Waugh comes up with names worthy of Dickens, ‘Mrs Leicester Scrunch, Mrs Theodora Heinkel, Mr Joyboy, Aimée Thanatogenos, Sophie Dalmeyer Krump’.  I noted a fair whiff of anti-Semitism.  I had to look up the slang when one character says of Hollywood directors: ‘Your five-to-two is a judge of quality’.  And I loved the definition of Hogmanay, ‘People being sick on the pavement in Glasgow’.  Waugh’s cruel sense of humour extended to mistreatment of his own family, in many well documented accounts.  ‘The nastiest tempered man in England’ was one description.  On the other hand, no less a critic than Clive James wrote: ‘Nobody ever wrote a more unaffectedly elegant English…’

At our discussion of the novel, it scored highly.  On to my own choice of book!


I had in mind to choose Brecht’s ‘The Threepenny Novel’, which again I read as a teenager, and after recently being dazzled by the Edinburgh Festival’s ‘Threepenny Opera’.  But I was dining with several cardiological friends, and we talked of book clubs.  ‘There is a book club’, announced a friend, ‘Based, I think, in Moscow, where they only ever discuss one book.’  Immediately thinking of how much time we could save, not to mention cost in ordering our books, I was immediately intrigued.  The book turned out to be ‘The Master and Margarita’ by Mikhail Bulgakov.  Written under threat of Soviet repression and censorship in the 1930s, it eventually surfaced after the Second World War in samizdat copies in Russia, but these were incomplete and portions were suppressed or redacted.  The full novel appeared only in the 1970s, by which time Bulgakov had been dead for many years.  I obtained a copy and read it in three days (it runs to 450 plus pages).  I urge you to read it – I would describe it as extraordinary.  But I would also accept that it is a little like Marmite – some may not like it at all, particularly as it predates and presages much 20th Century Magical Realism.  I have worked hard to provide my club members with a list of characters – Russian names: given name, patronymic, family name, together with nicknames or shortened and diminutive forms are always a source of difficulty.  This is available to anybody who would like it!
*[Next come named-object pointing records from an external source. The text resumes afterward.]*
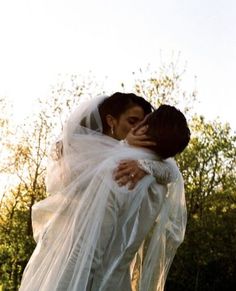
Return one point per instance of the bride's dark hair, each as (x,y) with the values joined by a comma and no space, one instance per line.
(118,103)
(168,127)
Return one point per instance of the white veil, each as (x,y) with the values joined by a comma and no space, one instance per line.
(89,230)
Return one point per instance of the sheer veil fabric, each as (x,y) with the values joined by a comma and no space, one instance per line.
(92,234)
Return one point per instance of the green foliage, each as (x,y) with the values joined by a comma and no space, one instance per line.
(206,260)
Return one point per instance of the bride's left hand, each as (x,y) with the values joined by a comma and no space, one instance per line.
(138,137)
(128,173)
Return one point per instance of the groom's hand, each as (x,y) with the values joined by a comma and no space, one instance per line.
(128,173)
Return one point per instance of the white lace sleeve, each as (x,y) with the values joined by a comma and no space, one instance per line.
(165,171)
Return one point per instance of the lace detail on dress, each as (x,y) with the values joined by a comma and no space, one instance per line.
(164,171)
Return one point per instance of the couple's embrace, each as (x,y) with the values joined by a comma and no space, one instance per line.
(101,228)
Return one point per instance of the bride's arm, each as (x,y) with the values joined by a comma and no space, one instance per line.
(131,171)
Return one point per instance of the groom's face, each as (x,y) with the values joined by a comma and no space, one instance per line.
(127,120)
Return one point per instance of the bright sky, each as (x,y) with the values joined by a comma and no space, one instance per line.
(41,38)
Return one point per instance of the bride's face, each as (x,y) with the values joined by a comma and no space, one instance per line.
(127,120)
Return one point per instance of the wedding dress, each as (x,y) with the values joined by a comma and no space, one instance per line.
(94,235)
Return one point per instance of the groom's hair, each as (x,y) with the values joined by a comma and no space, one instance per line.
(168,127)
(118,103)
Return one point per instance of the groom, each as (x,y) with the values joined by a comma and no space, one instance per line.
(168,128)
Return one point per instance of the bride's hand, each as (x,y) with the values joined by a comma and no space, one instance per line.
(128,173)
(137,137)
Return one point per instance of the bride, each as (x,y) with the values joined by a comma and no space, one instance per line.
(92,234)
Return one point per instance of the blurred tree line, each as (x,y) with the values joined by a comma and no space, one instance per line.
(206,261)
And on Wednesday November 15th, the only day recently with good weather, the walking group toured the New Forest trails around Lyndhurst and Rhinefield.  Oblique sunshine glinting through golden leaves made us all feel better about life.  Fording some of the streams was difficult but we repaired to The Oak Inn at Bank afterwards for good beer and food.  As we approached a tiny hamlet, we were met by a family of pigs foraging for acorns – an ancient right in the New Forest protected in law as ‘pannage’.


New Forest, November 15th

'Your tiny streams are swollen'

Porky 'pannage'



And during another rainy day of Lindsay’s absence when I gained unrestricted access to the kitchen, I attempted to recreate a wonderful Breton pastry which we have enjoyed while cycling in France – the Kouign-Amann (Breton for ‘Butter Cake’).  Here is the result:

Kouign-Amann


In my personal opinion, ingestion of one of these could substitute for a GTT (glucose tolerance test) - if anyone does those any more.

I sent the picture to our friend Maggie who was a contestant on ‘The Great British Bake-Off’ two seasons ago.  She came straight round.  ‘The important thing is that you gave it a go’, she said.  A delightful double-edged compliment.